La réforme des retraites, le film "Entre les murs", l'éducation parentale, les démarches "qualité"... Tout ça dans un seul article !

Hier soir, j'ai regardé le film "Entre les murs", palme d'or à Cannes en 2008. Un bon film dans l'ensemble, même s'il n'échappe pas à quelques clichés un peu lourdingues. Mais surtout, le film m'a fait réfléchir aux problèmes soulevés par le système éducatif, et par extension, à tout type de "système" que l'on peut mettre en place dans nos sociétés. Je m'explique :

Le film montre l'escalade des punitions pour un collégien turbulent qui le mène tout droit à l'expulsion. Il montre aussi comment l'organisation scolaire se trouve obligée de résoudre un problème qui n'est pas le sien. Un problème social et humain, qui ne peut pas rentrer dans une organisation rationnelle et procédurière. Je crois que c'est le gros défaut de nos sociétés modernes : on cherche à tout prévoir et à attribuer des responsabilités. Paradoxalement, cela aboutit à une déresponsabilisation et cela pousse à chercher la désorganisation et la radicalisation.
Ainsi, le conseil de discipline que subi le collégien dans le film fait apparaître de manière évidente toute l'absurdité du système, obligé de sanctionner un comportement qui n'est pas un problème purement scolaire, et pour ce faire, de passer par des étapes plus ou moins démocratiques qui n'ont en tout cas plus rien d'humaines. De la posture des parents d'élèves, à la réaction des professeurs, jusqu'à l'incompréhension du collégien et de sa famille, tout, dans cette mise en scène, montre que cela dysfonctionne, tout en suivant une procédure extrêmement bien rôdée et techniquement irréprochable.

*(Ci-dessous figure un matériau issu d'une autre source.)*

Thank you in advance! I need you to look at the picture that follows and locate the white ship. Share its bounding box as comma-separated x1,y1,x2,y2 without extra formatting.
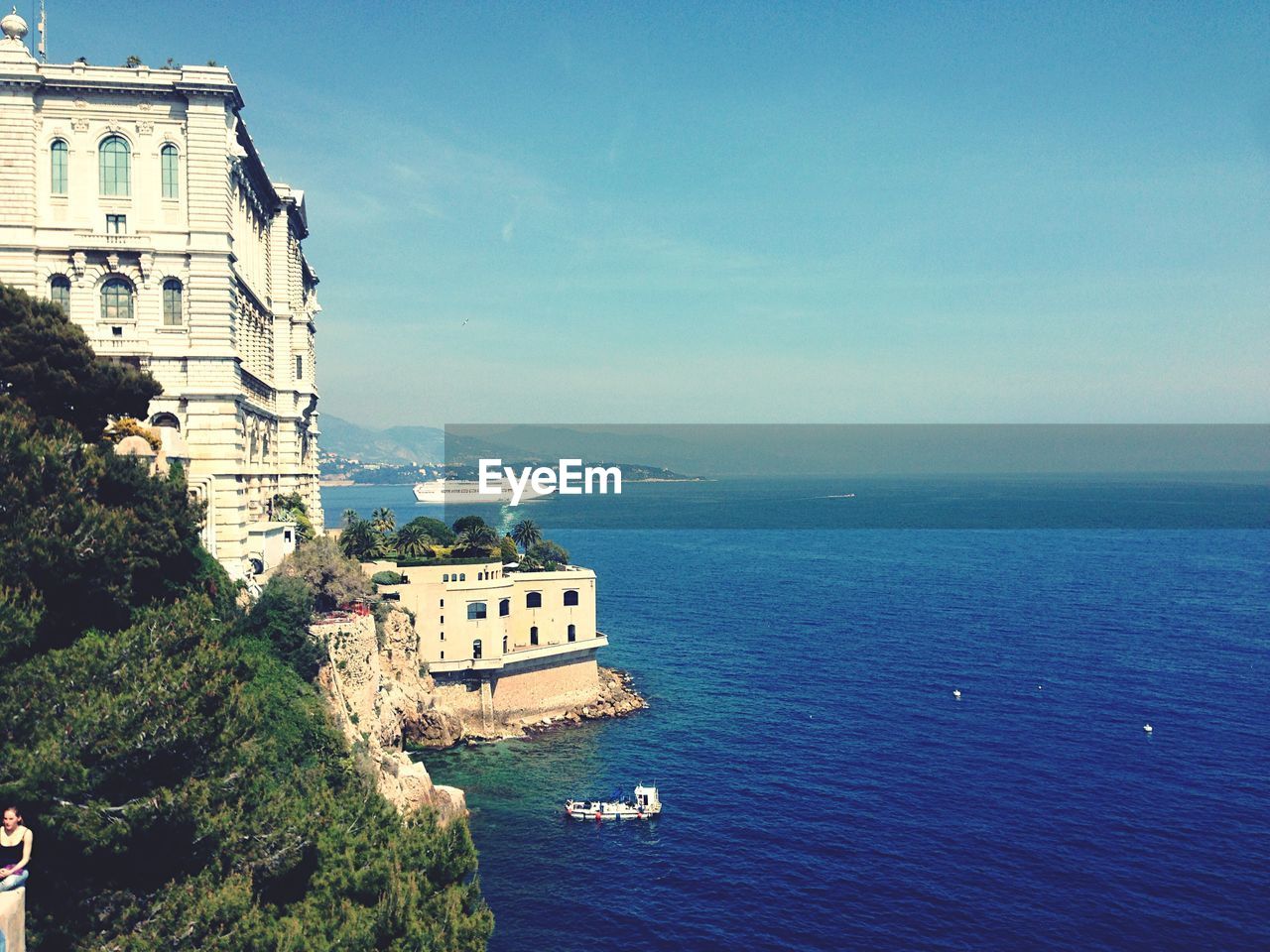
564,784,662,820
414,477,544,505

Et c'est là que je fais le parallèle avec les manifestations (contre la réforme des retraites, mais aussi les précédentes grèves), et avec les "systèmes qualité" que l'on met en œuvre dans certaines entreprises. À partir du moment où tout est prévu, même les contestations, même les erreurs et les dysfonctionnements, alors nous entrons dans une sorte de jeu de rôle où chacun va essayer de tirer parti au mieux de ses droits, déshumanisant et déresponsabilisant tous les protagonistes. Toute tentative de protestation, chaque erreur, va être récupérée et phagocytée par le "système" qui s'en trouvera renforcé. En ISO 9001 on appelle ça la "gestion des non-conformités". On canalise les fauteurs de troubles dans quelque chose de bien encadré (comme une manifestation). À la limite, on encourage les gens à s'exprimer de cette façon que l'on sait savoir gérer.

Il y a pourtant des cas qui nécessitent un peu d'innovation dans leur traitement. Il y a des problèmes qui ne rentrent pas dans des cases à cocher. Pour ces cas-là, le système, aussi perfectionné soit-il, est un handicap à leur résolution. La gestion des humains ne peut pas être "systématique". On n'éduque pas ses propres enfants en établissant une échelle de punitions et de récompenses gravée dans le marbre. On improvise et on gère les évènements comme ils arrivent. Ce traitement "humain" des problèmes est le seul viable, à mon sens.

Les procédures figées, les manifestations canalisées, les conseils de discipline, ... mènent à la radicalisation. À défaut d'un traitement adapté et humanisé des problèmes que l'on rencontre, on applique un modèle, certes perfectionné, mais terriblement cloisonné, qui finit par ne plus rien résoudre et au contraire entretenir les rancœurs, les frustrations et les déceptions.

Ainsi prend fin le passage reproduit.